- DVD cover
- Directed by: Kalman Szegvary
- Written by: Jason Wolthuizen
- Produced by: Kalman Szegvary Malak Tabbara
- Starring: John Sorbera Mark Tyler Amy Van Elle Paul Noiles Lisa Heughan
- Music by: Teddy Szegvary
- Distributed by: Wildfire Motion Picture Company
- Release date: 1997;
- Running time: 90 minutes
- Country: Canada
- Language: English

= Cannibal Rollerbabes =

Cannibal Rollerbabes is a 1997 no-budget Canadian horror film about cannibalism, directed by Kalman Szegvary. It is set in Los Angeles, although it was filmed in Ontario.

==Plot==
When Scott is fired from Local Diner because he assaulted a patron (Billy Waters, who razzed him about getting on the force first), Scott decides to visit his friend Chuck at the radio station. Scott and Chuck wanted a quiet weekend of fishing at Chuck's father's remote summer cabin, but when Scott reels in a note bearing the ominous message "People Eating People," their weekend in the sun takes a dark turn. They meet two girls who are on the side of the road, but decide not to give them a ride, believing that they have a whole week ahead of them to find other girls.

Later that evening, while fishing, Scott has visions of a girl named Anna. The next day while Scott and Chuck are fishing, Scott sees an old castle on an island. Chuck explains the castle is an abandoned laboratory. However, the laboratory is not abandoned, but a home to the scientist who goes by the name of Atman. Under Atman's control are a group of women on rollerblades he likes to call "Rollerbabes", led by his main servant, "Spike". Contrary to what the name would suggest, these cannibals do not in fact rollerblade. He sends Spike out using a radio control device to gather men for his "Rollerbabes" to eat to help preserve their beauty. Anna, finds herself drawn towards Scott and tries unsuccessfully to escape the island.

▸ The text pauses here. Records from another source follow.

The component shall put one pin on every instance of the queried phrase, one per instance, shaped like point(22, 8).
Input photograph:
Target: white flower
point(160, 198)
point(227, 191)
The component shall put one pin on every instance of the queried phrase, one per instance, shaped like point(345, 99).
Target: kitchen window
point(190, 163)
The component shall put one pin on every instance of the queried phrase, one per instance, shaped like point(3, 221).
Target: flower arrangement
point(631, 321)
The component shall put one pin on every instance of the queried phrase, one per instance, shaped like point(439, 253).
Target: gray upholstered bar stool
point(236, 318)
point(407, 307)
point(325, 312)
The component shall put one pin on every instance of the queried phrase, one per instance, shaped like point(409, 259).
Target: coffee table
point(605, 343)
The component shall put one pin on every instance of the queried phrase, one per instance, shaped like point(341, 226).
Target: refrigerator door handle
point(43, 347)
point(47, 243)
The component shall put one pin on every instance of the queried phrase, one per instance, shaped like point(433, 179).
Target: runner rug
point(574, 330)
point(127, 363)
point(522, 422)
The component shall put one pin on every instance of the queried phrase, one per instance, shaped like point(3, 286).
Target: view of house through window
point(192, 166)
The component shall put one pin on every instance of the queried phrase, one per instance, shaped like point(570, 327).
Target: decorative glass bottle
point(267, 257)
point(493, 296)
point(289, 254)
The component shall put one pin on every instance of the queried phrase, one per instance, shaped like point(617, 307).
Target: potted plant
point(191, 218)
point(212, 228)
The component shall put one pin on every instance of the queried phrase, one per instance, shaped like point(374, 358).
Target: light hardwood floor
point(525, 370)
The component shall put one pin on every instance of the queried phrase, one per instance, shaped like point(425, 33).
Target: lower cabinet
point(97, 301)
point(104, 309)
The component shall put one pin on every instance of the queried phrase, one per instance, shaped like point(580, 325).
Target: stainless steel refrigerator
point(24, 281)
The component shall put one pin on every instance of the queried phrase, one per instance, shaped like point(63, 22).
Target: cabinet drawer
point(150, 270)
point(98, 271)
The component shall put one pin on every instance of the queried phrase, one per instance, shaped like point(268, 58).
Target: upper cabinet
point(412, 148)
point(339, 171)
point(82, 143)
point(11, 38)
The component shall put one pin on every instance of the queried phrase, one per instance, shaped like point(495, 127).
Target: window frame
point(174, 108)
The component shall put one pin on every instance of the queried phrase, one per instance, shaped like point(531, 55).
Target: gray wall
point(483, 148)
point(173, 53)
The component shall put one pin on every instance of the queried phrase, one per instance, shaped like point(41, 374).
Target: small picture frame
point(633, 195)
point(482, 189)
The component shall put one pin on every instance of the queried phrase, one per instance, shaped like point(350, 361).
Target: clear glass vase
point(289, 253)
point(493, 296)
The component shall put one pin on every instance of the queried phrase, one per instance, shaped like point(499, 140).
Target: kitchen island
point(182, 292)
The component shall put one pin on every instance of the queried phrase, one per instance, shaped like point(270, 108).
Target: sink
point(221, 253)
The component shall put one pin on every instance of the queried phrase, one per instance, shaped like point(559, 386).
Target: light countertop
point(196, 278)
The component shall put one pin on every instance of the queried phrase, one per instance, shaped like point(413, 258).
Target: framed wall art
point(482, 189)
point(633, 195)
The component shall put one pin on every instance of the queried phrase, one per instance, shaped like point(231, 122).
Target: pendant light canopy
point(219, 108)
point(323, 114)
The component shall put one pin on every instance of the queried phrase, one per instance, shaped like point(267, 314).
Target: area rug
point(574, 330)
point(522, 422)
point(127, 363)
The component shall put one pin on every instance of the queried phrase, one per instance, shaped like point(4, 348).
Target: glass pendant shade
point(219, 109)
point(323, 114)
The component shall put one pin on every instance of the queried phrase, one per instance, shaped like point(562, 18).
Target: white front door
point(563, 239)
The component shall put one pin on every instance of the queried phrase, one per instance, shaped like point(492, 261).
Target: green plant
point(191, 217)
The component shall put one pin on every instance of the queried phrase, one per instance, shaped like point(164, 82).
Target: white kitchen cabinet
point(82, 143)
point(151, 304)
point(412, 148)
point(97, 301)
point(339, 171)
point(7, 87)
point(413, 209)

Scott and Chuck go rollerblading however they are not alone. The boys are split up. Chuck is knocked out by two of the Rollerbabes and taken back to the castle. Scott is targeted by Atman himself, who attempts to attack him with a machete but misses him. Scott knows he is being surrounded and flees. When he manages to escape, he discovers the town's sheriff dragging partially devoured human flesh from the river, causing him to realise he must rescue Chuck from the castle.
When Scott arrives on the island, he meets an elf named Random, who helps him hide from the Centurions that guard the island. While trying to enter the castle, the Rollerbabes catch him. Once in the castle, Scott finds that he is too late to save Chuck. He then must escape by confronting Atman himself.

==Production==
Production
Cannibal Rollerbabes was written by Kalman Szegvary and Jason Wolthuizen who is a writer and actor also known for Solid Cover (2000) and Shadow Creature (1995)
Cannibal Rollerbabes was filmed in Peterborough and Lakefield, Ontario. Director Kalman Szegvary was born in Peterborough, Ontario, and it is where his passion for filmmaking began when he was eight-years-old. Szegvary is currently an instructor of film and television production at the Trebas Institute
The production company of the film is Wildfire Motion Picture Company, a Toronto based film company of which Szegvary is the president and CEO.

The film was shot on grainy film to create the horror film feeling.

Once the movie was completed, distributors claimed the final edit did not contain enough nudity. The director then found it difficult to get and solidify a distribution contract. The film has since become a hit in cult film circles. Howard Stern discussed it one morning on his radio phone-in show when Lisa Heughan, cast member of Cannibal Rollerbabes, made a guest appearance.

==Cultural Representation==
Being a Canadian film, Canadian culture is represented throughout. During the movie, the phrase "up north to cottage country," a distinctly Canadian expression and concept is used. Furthermore, during the credits, animated maple leaves can be seen. Product placement is used throughout the film including characters drinking beers by Labatt Brewing Company a Canadian alcohol staple.

==Soundtrack==
The movies' theme song was "People Eating People" performed by Cadillac Bill & The Creeping Bent (with Christine Leakey on vocals). Recorded at Signal to Noise Studios in 1997 with music by Bill Boyd-Wilson. The director's brother, Teddy Szegvary, was the film's location sound supervisor.

==Distribution==
The movie suffered distribution problems upon its release. Due to high circulation and demand of bootleg copies of the film, it was finally released on DVD by the director himself rather than through the production company. The DVD contains special features such as director's commentary and a "Making Of" documentary.